Changing stroke rehab and research worldwide now.Time is Brain! trillions and trillions of neurons that DIE each day because there are NO effective hyperacute therapies besides tPA(only 12% effective). I have 523 posts on hyperacute therapy, enough for researchers to spend decades proving them out. These are my personal ideas and blog on stroke rehabilitation and stroke research.
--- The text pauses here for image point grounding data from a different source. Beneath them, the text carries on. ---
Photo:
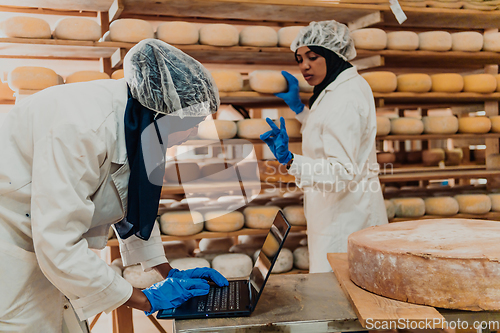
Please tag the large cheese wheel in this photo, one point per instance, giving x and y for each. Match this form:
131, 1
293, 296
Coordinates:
369, 39
260, 217
409, 207
26, 27
181, 223
406, 125
440, 124
448, 263
480, 83
402, 40
447, 82
414, 82
435, 41
77, 28
258, 36
383, 82
473, 203
233, 265
130, 30
224, 221
178, 32
32, 78
268, 81
219, 35
477, 125
84, 76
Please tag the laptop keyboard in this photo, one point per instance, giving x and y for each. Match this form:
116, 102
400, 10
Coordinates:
221, 298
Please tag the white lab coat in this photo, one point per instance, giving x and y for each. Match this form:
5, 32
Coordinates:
338, 170
63, 182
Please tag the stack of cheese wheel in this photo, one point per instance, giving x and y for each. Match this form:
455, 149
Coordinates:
181, 223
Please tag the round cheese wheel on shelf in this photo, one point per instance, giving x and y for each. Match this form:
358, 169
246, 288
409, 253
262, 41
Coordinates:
258, 36
369, 39
219, 35
26, 27
268, 81
435, 41
181, 223
77, 28
480, 83
260, 217
476, 125
402, 40
130, 30
178, 33
414, 83
447, 82
383, 82
233, 265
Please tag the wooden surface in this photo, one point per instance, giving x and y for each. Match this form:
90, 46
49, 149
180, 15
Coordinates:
377, 308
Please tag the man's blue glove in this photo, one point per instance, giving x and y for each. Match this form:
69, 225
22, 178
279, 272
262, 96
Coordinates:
170, 293
277, 140
292, 97
202, 273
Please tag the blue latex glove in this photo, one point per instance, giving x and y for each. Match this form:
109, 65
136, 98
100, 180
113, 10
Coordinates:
202, 272
170, 293
292, 97
277, 140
Do not attempt any of these without checking with your medical provider. Unless you join me in agitating, when you need these therapies they won't be there.

What this blog is for:

My blog is not to help survivors recover, it is to have the 10 million yearly stroke survivors light fires underneath their doctors, stroke hospitals and stroke researchers to get stroke solved. 100% recovery. The stroke medical world is completely failing at that goal, they don't even have it as a goal. Shortly after getting out of the hospital and getting NO information on the process or protocols of stroke rehabilitation and recovery I started searching on the internet and found that no other survivor received useful information. This is an attempt to cover all stroke rehabilitation information that should be readily available to survivors so they can talk with informed knowledge to their medical staff. It lays out what needs to be done to get stroke survivors closer to 100% recovery. It's quite disgusting that this information is not available from every stroke association and doctors group.

Sunday, October 21, 2012

Facilitation of Sensory and Motor Recovery by Thermal Intervention for the Hemiplegic Upper Limb in Acute Stroke Patients

I had mentioned this in a number of my posts but the link is gone and it needed its own post because it is so important that all your therapists should have told you about this already.  Didn't they?
They've had 7 years to get up-to-date.
http://stroke.ahajournals.org/content/36/12/2665.full
The pertinent paragraph here:

Intervention

Patients comfortably sat in a quiet room with their hands placed on a table. Temperatures of room and subjects’ hands were noted before experiment. Thermal agent was made by general hot (≈75°C) or cold (0°C) pack wrapped with 2 towels, which buffered the thermal conduction. The thermal agent was placed over the region of the hand and wrist. A thermal couple was placed in between the hand and thermal agent to measure the skin temperature. Changes of the skin temperature induced by thermal agents were nonlinear. In our pilot study (n=30), uncomfortable signs to heating and cooling agents occurred at 10.1±1.0 seconds (44.3±0.2°C) and 15.1±1.2 seconds (18.8±0.3°C), respectively. To avoid tissue damage, ceiling durations of heating and cooling stimulation on the paretic hand were limited by 15 seconds (48.8±0.3°C) and 30 seconds (14.0±0.2°C), respectively. During the development of uncomfortable sensation, patients were encouraged to actively move their paretic hands away from the stimuli or generated a reflex. Thus, the thermal agent could produce thermal sensation followed by voluntary/reflexive behavior. 


This is obviously very dangerous so no self-prescription or self-therapy without your doctors approval.